Ma allora come procedere al rilancio dell’economia dell’Europa, che purtroppo significa somma delle economie dei vari stati?
Secondo noi, la soluzione è strettamente legata alla sorte dell’Euro, che - come abbiamo detto - va svalutato.
È ben vero i paesi affacciati sul Mediterraneo si sono indebitati all’inverosimile. Ma l’unica via per il rilancio è quella di ridare disponibilità ai cittadini. Uno stato come quello italiano, costretto a mantenere il debito pubblico sotto controllo a tutti i costi, non risolverà mai il problema.
Uno stato come quello italiano, che ha una pressione fiscale che si avvicina alla metà del PIL, non potrà mai farcela senza rompere gli schemi.
Gli introiti fiscali di un paese devono derivare dai redditi e non dalle posizioni. Senza confrontarsi sul reddito è come un serpente che si mangia la coda.
Insomma, la si veda come si vuole, ma l’Italia (e i paesi nelle sue stesse condizioni) ha bisogno di fare un passo indietro per prendere la rincorsa e fare un balzo in avanti.

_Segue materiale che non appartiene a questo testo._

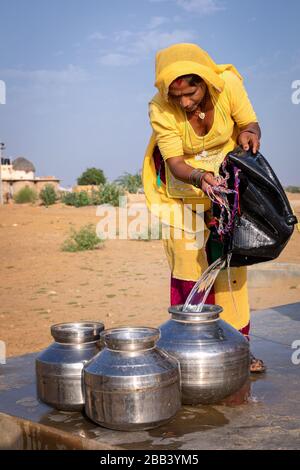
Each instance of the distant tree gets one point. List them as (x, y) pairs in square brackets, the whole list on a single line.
[(132, 183), (91, 176), (48, 195), (25, 195)]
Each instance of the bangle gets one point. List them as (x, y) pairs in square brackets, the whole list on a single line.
[(250, 131), (196, 176)]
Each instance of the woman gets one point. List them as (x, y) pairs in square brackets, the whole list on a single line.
[(200, 113)]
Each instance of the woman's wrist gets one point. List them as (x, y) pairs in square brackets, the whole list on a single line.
[(196, 177)]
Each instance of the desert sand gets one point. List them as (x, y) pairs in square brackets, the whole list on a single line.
[(124, 283)]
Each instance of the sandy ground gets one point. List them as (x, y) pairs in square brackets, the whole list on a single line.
[(124, 283)]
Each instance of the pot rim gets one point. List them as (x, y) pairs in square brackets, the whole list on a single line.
[(130, 338), (209, 313), (77, 332)]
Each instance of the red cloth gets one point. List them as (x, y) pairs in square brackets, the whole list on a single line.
[(180, 290)]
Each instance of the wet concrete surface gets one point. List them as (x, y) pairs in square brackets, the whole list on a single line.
[(264, 415)]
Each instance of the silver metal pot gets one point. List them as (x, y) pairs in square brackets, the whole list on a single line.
[(213, 356), (131, 384), (59, 367)]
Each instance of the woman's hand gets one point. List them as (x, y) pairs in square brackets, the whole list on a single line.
[(249, 137), (249, 140), (208, 179)]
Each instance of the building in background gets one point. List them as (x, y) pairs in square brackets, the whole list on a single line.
[(19, 173)]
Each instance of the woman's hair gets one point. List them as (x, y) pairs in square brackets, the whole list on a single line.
[(191, 79)]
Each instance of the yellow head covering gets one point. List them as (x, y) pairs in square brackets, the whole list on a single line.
[(184, 59)]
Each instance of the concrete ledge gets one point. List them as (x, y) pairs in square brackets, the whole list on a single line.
[(268, 419), (18, 434)]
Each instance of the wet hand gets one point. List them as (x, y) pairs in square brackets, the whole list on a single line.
[(208, 179), (248, 140)]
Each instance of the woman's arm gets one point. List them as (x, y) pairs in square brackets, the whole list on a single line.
[(249, 137), (187, 174)]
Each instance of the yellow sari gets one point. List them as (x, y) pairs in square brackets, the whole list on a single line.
[(174, 136)]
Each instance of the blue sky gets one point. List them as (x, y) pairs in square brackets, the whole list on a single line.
[(79, 75)]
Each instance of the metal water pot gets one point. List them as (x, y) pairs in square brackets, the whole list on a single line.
[(131, 384), (59, 367), (213, 356)]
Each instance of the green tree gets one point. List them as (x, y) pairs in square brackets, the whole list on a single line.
[(25, 195), (48, 195), (91, 176), (132, 183)]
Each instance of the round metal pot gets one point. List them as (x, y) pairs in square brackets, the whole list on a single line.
[(131, 384), (213, 356), (59, 367)]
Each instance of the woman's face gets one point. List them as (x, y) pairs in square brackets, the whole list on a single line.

Questo deve essere capito dai politici italiani che andranno a sedersi nel parlamento europeo.
Di tutte queste problematiche abbiamo sentito parlare poco nel corso della campagna elettorale.
Sì, ne ha accennato Berlusconi e ne ha ventilato i concetti Renzi (gli altri, o sono replicanti dei due, o sono fuori dagli schemi), ma in realtà pare che tutti abbiano voluto rinviare il problema a «dopo». Come dire che dovremo vedere come andranno i risultati e poi ne riparleremo.
Tra non molto comincia il semestre italiano. Se non ne approfittiamo per sbattere sul tavolo tutto ciò di cui abbiamoi parlato fin qui, perderemo la nostra ultima occasione.
Il mondo (e tanto più l’Europa) andrà avanti lo stesso, sia ben chiaro. Ma non dimentichiamo che la generazione più importante, quella che sta andando verso l’assunzione delle responsabilità, è trattenuta al palo. I giovani non hanno lavoro, non hanno opportunità di sorta, non hanno nulla su cui discutere il futuro della loro vita.
Come diceva un proverbio popolare, se vogliamo fare una frittata dobbiamo rompere le uova.
Dobbiamo farlo e non possiamo aspettare un solo giorno di più.